Gold Class for me all the way. I wanted to switch to NXT but was told it wasn't as suddsey. Whenever I use GC on someone elses car they are gob smacked - that's before I break out the water magnet!


----------



## dino (Oct 26, 2005)

Gold Class for me too. Used to use AG stuff but i found GC is much better. Feel's smooth and makes the wash mitt glide along the paint.


----------



## AndyC (Oct 25, 2005)

I use a few in sort of rotation - depends on what I feel like using TBH  

Gold Class for the 205 every time - just works for me and doesn't seem to do the wax any harm

1Z Perls, Zymol & TW Platinum, Sonaz Extra Gloss, AG - haven't tried NXT yet but my big bottle of GC's yet to die after 2 years so pointless buying more til it's gone.

I use Profinish Aquaflow for all paid work, esp when I'm polishing too - less than a fiver for 5 litres and works really well for me.

And Halfords cheap & cheerful 5 litre size whenever it's on discount (usually around £3)


----------



## NeilB (Oct 26, 2005)

Megs GC for me too.


----------



## Rich @ PB (Oct 26, 2005)

I really like Optimum and Poorboys Slick n Suds - both are really gentle, nice to work with and leave a slick finish - the sheeting with Slick n Suds is impressive, takes a minute or two but my roof ends up virtually dry after rinsing. I find that Megs NXT is slightly slicker and more aggressive, and better at shifting stubborn accumulations of grime and road salt. So, Optimum and Poorboys are my summer shampoos, while NXT is my winter shampoo (I top up the lsp at least once every month in winter, due to the NXt being more aggressive).


----------



## Solaar (Oct 26, 2005)

Sonax all the way for me. 

Love the smell and the water just slicks off for fun. 

Also only about £3.70 for a litre at my Vauxhall!


----------



## WHIZZER (Oct 25, 2005)

RobDon said:


> Tried loads including Cleakote, Wolfgang, Sonus, Poorboy's etc. but these are all around £11.95 a bottle - so I recently got a bottle of Einszett Glanz Shampoo, £4.95 for a 500ml bottle and it is awesome stuff, easily as good as all the £12 shampoos but costs less than half.
> 
> 
> 
> ...


got some of these today ... they smell like Vosene hair shampoo


----------



## Johnnyopolis (Oct 25, 2005)

Where you get that from??


----------



## Suasexed (Oct 25, 2005)

I'm also interessted...i quite fancy some. I'm going to make up my mind soon as to which one to get! Oh decisions decisions!

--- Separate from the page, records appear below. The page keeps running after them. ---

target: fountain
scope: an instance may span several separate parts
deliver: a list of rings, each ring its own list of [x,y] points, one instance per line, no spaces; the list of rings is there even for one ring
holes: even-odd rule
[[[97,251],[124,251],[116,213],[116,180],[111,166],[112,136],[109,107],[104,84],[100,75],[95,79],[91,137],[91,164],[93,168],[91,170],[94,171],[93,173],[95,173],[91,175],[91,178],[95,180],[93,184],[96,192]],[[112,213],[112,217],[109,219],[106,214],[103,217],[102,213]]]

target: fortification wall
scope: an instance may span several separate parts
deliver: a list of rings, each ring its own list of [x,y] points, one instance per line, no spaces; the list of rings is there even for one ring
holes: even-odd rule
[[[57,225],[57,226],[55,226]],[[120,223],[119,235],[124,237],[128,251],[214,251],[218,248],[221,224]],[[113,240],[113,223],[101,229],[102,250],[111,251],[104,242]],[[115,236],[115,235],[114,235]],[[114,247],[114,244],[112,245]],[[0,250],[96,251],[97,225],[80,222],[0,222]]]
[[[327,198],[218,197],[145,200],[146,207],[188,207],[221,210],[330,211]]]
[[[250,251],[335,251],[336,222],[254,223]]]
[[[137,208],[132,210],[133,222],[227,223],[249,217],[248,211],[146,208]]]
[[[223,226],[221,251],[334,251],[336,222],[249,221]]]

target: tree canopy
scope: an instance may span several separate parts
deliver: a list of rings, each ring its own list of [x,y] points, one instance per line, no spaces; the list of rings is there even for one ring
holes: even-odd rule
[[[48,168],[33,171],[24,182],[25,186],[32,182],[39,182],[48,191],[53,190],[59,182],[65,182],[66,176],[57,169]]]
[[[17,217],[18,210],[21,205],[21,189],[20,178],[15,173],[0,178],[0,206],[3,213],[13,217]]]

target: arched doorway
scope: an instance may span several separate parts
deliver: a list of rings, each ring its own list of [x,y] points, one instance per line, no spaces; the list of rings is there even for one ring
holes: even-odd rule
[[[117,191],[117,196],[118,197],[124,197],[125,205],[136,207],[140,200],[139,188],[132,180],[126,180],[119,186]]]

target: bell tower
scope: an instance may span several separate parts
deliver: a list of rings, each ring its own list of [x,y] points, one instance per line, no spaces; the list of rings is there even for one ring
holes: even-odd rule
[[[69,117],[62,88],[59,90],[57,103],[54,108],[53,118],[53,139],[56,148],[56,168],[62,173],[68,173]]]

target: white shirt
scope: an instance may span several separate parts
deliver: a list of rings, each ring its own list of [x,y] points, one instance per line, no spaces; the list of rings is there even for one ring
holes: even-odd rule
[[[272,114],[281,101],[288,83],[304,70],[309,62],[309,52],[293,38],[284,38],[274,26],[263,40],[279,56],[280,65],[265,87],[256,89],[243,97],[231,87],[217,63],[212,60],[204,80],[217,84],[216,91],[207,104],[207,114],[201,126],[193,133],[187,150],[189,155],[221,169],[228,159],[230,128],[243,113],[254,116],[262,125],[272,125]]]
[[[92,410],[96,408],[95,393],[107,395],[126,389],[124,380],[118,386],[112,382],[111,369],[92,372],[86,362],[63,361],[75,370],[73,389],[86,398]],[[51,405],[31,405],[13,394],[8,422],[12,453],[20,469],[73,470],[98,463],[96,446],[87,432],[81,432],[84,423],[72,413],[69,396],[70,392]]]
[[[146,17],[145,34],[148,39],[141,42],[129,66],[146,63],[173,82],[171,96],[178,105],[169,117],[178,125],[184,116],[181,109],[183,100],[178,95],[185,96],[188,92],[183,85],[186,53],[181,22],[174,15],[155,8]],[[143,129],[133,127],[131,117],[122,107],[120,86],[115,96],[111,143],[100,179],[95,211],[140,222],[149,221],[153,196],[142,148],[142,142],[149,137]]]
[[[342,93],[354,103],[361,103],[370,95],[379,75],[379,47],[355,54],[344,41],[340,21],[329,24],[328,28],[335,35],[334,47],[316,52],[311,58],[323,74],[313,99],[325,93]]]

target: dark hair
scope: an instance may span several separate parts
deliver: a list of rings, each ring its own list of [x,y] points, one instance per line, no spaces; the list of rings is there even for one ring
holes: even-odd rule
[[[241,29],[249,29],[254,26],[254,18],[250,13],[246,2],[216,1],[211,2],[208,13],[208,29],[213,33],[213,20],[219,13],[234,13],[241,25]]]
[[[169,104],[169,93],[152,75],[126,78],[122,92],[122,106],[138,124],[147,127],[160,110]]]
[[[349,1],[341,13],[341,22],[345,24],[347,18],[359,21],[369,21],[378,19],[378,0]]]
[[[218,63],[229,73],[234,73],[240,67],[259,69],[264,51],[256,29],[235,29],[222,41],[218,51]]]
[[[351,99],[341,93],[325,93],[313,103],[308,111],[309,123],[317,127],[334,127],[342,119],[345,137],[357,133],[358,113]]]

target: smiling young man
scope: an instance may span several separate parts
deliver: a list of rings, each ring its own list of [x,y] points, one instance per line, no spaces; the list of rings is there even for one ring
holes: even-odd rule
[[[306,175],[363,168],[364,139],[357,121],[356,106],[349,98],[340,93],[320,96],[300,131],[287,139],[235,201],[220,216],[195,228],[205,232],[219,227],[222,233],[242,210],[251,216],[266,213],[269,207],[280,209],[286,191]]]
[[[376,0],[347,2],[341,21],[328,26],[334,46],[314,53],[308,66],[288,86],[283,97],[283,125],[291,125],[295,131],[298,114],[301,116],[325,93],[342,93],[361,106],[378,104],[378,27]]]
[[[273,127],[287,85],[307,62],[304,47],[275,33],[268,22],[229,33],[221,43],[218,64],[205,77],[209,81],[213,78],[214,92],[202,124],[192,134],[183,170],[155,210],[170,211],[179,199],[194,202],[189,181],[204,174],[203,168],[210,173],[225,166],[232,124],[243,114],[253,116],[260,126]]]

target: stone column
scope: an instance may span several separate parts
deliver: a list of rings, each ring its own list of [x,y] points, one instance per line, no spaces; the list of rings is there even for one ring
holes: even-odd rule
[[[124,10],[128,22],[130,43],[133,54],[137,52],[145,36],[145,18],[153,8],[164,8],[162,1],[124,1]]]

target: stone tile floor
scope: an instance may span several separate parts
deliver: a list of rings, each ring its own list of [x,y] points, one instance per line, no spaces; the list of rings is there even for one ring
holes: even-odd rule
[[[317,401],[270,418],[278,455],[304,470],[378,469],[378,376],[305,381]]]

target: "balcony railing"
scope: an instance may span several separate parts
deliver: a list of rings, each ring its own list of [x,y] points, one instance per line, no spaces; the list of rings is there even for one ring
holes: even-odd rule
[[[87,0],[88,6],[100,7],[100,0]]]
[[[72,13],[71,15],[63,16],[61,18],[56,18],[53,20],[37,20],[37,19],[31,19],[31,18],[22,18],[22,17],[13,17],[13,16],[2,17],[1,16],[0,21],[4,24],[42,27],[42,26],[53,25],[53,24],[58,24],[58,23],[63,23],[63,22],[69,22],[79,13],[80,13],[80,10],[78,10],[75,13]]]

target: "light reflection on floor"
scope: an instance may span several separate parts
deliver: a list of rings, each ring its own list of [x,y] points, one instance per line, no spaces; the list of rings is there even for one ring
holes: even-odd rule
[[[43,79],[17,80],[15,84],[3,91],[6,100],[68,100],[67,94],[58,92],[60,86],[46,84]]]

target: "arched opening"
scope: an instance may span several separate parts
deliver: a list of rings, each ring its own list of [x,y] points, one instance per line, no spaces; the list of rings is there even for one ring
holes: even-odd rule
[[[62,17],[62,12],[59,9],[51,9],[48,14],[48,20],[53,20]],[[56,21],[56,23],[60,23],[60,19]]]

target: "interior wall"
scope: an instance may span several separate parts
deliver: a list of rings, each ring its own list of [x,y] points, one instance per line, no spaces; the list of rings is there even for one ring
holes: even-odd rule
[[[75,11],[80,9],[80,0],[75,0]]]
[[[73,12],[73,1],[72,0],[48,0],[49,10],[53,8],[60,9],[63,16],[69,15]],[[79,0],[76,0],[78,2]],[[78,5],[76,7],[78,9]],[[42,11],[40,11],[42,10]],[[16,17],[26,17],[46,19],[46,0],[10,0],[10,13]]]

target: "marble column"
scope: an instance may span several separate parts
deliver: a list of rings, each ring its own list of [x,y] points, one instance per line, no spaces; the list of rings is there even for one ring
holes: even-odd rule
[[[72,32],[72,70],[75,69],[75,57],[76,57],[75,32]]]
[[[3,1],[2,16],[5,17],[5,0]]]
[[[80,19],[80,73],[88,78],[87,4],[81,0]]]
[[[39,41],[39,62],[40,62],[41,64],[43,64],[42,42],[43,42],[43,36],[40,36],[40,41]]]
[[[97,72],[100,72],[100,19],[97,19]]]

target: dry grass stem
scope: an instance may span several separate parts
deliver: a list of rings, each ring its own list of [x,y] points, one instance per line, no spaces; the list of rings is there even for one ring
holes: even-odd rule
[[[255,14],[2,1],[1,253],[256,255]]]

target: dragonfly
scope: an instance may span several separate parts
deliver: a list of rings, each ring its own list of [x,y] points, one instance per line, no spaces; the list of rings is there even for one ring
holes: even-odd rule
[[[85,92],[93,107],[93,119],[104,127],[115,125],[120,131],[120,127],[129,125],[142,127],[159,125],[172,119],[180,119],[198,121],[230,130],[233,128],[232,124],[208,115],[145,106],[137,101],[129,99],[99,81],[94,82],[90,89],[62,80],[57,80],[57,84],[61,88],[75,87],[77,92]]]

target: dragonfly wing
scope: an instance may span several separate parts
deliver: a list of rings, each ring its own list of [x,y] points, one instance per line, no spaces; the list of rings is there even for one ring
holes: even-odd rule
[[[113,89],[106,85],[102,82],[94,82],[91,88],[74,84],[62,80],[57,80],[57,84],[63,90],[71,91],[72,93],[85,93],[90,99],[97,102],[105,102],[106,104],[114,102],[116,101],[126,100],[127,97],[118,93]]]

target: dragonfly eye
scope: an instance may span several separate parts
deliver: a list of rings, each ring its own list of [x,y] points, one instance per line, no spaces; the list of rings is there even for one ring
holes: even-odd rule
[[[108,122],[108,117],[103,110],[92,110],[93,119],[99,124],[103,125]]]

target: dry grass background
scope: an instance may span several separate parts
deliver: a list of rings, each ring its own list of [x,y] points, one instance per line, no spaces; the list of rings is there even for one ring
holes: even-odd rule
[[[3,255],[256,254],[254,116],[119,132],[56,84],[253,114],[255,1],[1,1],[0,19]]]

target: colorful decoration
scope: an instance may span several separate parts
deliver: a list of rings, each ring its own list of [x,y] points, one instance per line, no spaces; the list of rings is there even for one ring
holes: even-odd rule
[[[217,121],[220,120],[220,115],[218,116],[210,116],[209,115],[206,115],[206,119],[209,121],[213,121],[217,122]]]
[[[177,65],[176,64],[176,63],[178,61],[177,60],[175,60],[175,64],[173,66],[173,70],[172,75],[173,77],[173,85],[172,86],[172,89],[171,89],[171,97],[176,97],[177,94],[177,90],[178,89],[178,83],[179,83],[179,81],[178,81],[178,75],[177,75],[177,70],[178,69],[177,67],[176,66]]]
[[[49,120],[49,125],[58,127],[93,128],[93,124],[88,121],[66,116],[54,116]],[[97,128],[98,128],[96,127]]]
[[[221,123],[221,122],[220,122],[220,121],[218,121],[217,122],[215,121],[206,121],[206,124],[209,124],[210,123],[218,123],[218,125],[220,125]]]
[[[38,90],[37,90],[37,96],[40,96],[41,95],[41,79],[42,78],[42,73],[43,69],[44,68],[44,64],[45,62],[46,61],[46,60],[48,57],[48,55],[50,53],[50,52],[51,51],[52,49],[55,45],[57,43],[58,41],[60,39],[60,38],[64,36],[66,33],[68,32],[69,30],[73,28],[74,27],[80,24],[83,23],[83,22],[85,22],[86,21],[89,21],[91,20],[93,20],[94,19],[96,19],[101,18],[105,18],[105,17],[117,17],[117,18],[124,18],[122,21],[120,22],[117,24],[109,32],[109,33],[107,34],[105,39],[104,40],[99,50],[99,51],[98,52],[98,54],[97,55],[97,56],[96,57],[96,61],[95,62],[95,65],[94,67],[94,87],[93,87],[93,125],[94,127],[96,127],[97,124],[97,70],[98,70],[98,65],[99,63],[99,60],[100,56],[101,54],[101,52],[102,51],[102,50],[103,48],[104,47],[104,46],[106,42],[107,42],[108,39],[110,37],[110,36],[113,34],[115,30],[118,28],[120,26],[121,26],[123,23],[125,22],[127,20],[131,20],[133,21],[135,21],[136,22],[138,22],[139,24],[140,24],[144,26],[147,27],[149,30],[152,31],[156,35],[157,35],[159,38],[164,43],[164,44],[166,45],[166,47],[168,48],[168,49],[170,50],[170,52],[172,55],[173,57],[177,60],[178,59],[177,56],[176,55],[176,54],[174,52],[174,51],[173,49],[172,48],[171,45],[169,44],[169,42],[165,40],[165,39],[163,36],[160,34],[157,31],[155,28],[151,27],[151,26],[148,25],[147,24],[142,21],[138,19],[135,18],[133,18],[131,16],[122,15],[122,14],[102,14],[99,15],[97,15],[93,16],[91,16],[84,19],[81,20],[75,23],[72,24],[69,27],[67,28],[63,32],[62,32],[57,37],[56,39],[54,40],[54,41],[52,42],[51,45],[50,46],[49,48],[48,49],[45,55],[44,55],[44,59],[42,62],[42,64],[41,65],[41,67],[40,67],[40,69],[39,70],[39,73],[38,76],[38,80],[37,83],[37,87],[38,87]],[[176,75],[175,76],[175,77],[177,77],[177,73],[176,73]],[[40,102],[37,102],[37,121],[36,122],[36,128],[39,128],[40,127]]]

Oh and Rich - where do you get the Autogloss from? Don't tell me...a local Autoglym distributer rep?! I've had the tendency to wip a bit of Autoglym shampoo diluted in a bucket for a final throw over on the car, but the Autogloss sounds far better.


----------



## Rich (Oct 26, 2005)

Yeah from the Autogym Rep Tom, will sort you out a sample at the weekend if you like?


----------



## Suasexed (Oct 25, 2005)

Ah that would be really great, thanks Rich. I don't know if i've got anything which i can send in return, but i'll have a root through and see what i've got


----------



## Rich (Oct 26, 2005)

Dont worry Tom, I have 10 litres of it! Drop me a pm at the weekend to remind me - as I have a memory like a goldfish at the mo!


----------



## juli_harris (Oct 26, 2005)

Not surprisingly i'm and NXT user.....live in a hardwater areas, and it makes drying the car so much easier...plus I love the smell


----------



## Racer (Oct 27, 2005)

Hi there

I use 1Z Raindance Shampoo , and by far its the best i ever used


----------



## sturn (Nov 3, 2005)

I have just washed metallic black with PS21 shampoo then Klasse AIO and PS21 Carnuba wax and it looks the dogs bs.
What gentle shampoo is advised to maintain the deep carnuba shine--should I stay with the PS21 Shampoo or are Sonas Gloss or Einzatz gentle and not harsh.
Any suggestions welcome.
Thanks.


----------



## pugoman (Oct 27, 2005)

4* shampoo is one of my favourites along with Sonax Gloss.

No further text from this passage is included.